Discovering Columbus

October 15th, 2006
Robert Cross, ChicagoTribune

COLUMBUS, Ohio—People might suppose that an Ohio State game at Ohio Stadium—the famed “Horseshoe”—would grind the town to a halt.

Columbus isn’t a town, however; it’s a city big enough to keep its enthusiasms separated, so that even when 100,000-plus fans converge in one area, plenty more thousands of residents go to lots of places somewhere else.

We put Columbus in this series with the Omahas and Toledos mostly because it lacks an American major-league sports franchise: no NBA basketball, no MLB baseball, no NFL football. It does have a National Hockey League team, but the way we parse it, Canadian sports don’t count. And it does have the Columbus Crew soccer team, one indication of the city’s ethnic diversity but no deal breaker.

So here we have Columbus with a population close to 730,000—a city larger, by that measure, than Boston, Cleveland, Las Vegas or Seattle, to name a few examples—ranking 15th in the U.S.

And yet…the Cubs, Sox, Bulls and Bears can’t play a Columbus home team. And yet…the Chicago Tribune stylebook insists we say “Columbus, Ohio” in the dateline, while smaller cities, such as Des Moines and Akron, are considered so well known they can stand by themselves.

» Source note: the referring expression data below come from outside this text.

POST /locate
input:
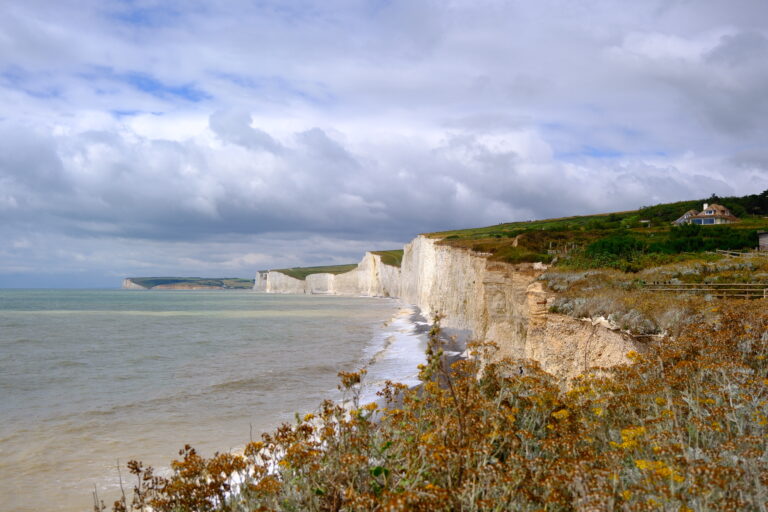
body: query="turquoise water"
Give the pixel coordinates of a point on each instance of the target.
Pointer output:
(88, 377)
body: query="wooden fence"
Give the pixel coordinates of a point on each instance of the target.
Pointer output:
(737, 253)
(731, 290)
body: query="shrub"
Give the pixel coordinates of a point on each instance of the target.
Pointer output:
(682, 428)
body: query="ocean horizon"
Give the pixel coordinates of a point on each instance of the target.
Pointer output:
(93, 377)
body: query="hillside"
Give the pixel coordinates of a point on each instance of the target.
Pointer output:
(182, 283)
(591, 386)
(628, 241)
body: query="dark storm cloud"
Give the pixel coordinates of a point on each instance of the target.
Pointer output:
(143, 136)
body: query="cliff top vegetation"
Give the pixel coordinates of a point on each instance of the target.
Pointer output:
(301, 273)
(628, 241)
(682, 428)
(392, 258)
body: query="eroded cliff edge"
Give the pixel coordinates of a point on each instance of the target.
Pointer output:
(478, 299)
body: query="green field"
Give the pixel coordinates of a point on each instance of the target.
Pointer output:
(213, 282)
(302, 272)
(392, 258)
(628, 240)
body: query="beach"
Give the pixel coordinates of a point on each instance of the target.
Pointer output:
(92, 378)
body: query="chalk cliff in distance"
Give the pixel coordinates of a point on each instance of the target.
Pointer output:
(371, 278)
(479, 299)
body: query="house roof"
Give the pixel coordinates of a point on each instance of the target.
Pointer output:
(719, 212)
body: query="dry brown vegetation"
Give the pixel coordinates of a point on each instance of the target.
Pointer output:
(624, 301)
(683, 428)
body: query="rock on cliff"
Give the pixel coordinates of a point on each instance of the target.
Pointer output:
(371, 278)
(477, 299)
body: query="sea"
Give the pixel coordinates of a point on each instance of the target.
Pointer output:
(90, 379)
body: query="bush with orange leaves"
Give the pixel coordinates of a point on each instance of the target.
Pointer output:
(685, 427)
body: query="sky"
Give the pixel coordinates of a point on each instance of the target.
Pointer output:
(218, 138)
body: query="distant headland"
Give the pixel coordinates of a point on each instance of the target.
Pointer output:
(187, 283)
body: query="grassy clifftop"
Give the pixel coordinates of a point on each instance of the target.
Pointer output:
(392, 258)
(301, 273)
(629, 240)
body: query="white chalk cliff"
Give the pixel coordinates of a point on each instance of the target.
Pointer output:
(485, 300)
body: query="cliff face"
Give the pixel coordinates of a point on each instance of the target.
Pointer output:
(478, 299)
(371, 278)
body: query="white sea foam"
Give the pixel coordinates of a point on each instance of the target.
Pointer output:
(395, 352)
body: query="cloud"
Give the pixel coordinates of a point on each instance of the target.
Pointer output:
(139, 137)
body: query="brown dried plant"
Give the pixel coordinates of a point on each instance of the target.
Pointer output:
(682, 428)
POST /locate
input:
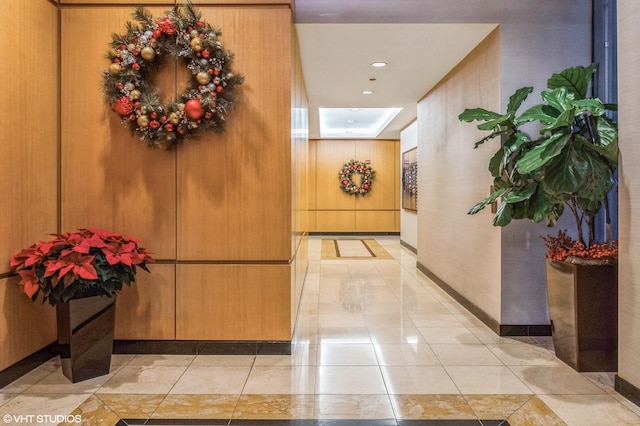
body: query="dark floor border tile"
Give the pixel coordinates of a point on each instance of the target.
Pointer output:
(190, 347)
(627, 389)
(21, 368)
(310, 422)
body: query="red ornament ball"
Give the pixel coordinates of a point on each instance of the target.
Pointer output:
(193, 109)
(123, 106)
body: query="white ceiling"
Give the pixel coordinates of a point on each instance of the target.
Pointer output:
(336, 62)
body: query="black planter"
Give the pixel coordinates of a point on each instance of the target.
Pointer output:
(583, 307)
(85, 336)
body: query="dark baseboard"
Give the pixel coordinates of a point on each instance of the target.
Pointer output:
(355, 234)
(409, 246)
(206, 347)
(500, 329)
(21, 368)
(626, 389)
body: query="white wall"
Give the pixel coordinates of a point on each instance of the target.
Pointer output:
(408, 218)
(629, 191)
(500, 270)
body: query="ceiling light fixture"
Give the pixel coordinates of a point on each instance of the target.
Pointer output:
(357, 123)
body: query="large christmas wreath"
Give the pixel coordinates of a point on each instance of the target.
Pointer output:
(346, 177)
(138, 53)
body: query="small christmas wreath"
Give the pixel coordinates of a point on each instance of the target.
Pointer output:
(346, 177)
(138, 53)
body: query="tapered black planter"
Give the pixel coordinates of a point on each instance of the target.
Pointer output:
(85, 336)
(583, 307)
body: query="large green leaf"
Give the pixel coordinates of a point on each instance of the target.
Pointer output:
(567, 172)
(516, 100)
(478, 114)
(575, 79)
(542, 154)
(542, 113)
(489, 200)
(559, 98)
(594, 105)
(504, 214)
(521, 194)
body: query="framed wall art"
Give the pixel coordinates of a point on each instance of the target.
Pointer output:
(410, 179)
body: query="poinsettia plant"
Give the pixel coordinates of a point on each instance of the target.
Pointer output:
(88, 262)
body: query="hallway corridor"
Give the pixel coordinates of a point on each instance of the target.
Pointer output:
(375, 339)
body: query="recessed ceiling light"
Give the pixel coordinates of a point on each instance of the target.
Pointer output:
(363, 123)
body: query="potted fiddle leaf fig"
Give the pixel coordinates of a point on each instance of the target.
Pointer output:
(80, 273)
(569, 164)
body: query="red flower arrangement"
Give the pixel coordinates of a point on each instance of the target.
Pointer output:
(563, 248)
(88, 262)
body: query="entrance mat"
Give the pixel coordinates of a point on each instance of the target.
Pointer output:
(353, 249)
(326, 422)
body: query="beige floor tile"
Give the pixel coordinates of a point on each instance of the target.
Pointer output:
(448, 335)
(131, 406)
(418, 380)
(208, 379)
(346, 354)
(224, 360)
(402, 334)
(281, 380)
(547, 380)
(146, 380)
(486, 380)
(364, 380)
(405, 354)
(464, 354)
(274, 407)
(196, 407)
(432, 407)
(353, 407)
(57, 382)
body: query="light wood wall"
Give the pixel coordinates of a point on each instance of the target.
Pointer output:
(453, 176)
(225, 214)
(28, 164)
(629, 191)
(333, 210)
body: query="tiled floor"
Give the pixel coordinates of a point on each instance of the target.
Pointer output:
(375, 339)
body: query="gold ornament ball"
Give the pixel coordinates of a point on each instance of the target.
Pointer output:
(148, 53)
(143, 121)
(114, 69)
(203, 77)
(196, 44)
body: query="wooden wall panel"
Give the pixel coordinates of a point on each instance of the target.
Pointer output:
(110, 179)
(235, 189)
(146, 310)
(25, 326)
(233, 302)
(337, 211)
(29, 131)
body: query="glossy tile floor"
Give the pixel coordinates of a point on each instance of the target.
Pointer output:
(375, 339)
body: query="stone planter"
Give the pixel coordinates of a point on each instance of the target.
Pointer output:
(85, 336)
(583, 307)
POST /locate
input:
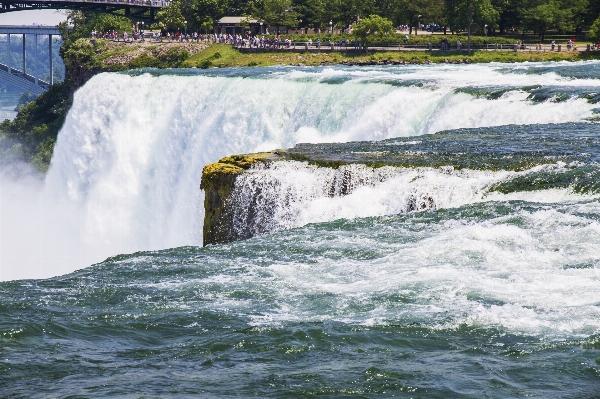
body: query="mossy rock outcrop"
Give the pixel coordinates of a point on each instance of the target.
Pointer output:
(218, 181)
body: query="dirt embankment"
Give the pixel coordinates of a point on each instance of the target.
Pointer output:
(121, 53)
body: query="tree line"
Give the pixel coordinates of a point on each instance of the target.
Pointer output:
(491, 17)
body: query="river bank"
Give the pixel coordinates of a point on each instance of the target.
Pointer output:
(31, 136)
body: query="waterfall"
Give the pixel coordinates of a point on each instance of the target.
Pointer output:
(127, 164)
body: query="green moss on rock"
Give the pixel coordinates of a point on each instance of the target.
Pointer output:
(218, 181)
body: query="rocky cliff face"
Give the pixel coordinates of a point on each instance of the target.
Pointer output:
(218, 181)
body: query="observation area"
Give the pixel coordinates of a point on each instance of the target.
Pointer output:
(18, 74)
(142, 10)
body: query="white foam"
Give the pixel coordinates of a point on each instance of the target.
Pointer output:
(128, 161)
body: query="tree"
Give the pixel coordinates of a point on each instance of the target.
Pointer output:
(372, 26)
(276, 12)
(170, 17)
(543, 15)
(594, 32)
(483, 12)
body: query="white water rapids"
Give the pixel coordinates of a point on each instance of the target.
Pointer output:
(127, 164)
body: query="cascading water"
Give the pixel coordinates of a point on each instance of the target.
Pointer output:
(128, 161)
(468, 269)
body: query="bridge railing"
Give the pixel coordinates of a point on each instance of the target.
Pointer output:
(151, 3)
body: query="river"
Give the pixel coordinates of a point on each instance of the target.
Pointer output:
(490, 289)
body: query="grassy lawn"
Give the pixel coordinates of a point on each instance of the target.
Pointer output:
(222, 55)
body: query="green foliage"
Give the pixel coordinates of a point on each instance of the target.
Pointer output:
(595, 30)
(31, 135)
(171, 17)
(373, 26)
(275, 12)
(84, 22)
(79, 53)
(24, 99)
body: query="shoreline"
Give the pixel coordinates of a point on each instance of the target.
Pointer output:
(33, 132)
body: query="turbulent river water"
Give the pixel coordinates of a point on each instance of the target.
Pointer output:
(470, 270)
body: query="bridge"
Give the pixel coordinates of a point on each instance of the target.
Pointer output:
(20, 77)
(141, 10)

Of course, a lot of American towns bear the name Columbus—usually as a nod to Chris, who never set foot in any of them. The city grew so large partly because of an annexation binge that began in the 1990s. One result is that the most visitor-visible parts appear fresh and untroubled. Downtown glistens with clean-cut office buildings, a handsome statehouse and an impressive main library edifice. The Easton Town Center shopping complex out near the airport looks as pristine as Disney World. The Center of Science and Industry (COSI) on the Scioto River has grown into a space-age tubular structure for its array of hands-on wonders. That zoo made so famous by frequent talk-show guest Jack Hanna has gotten all leafy and naturalistic. (Hanna may be graying, but he still puts on a lively show, whether at the Columbus Zoo outdoor pavilion or on late-night TV.)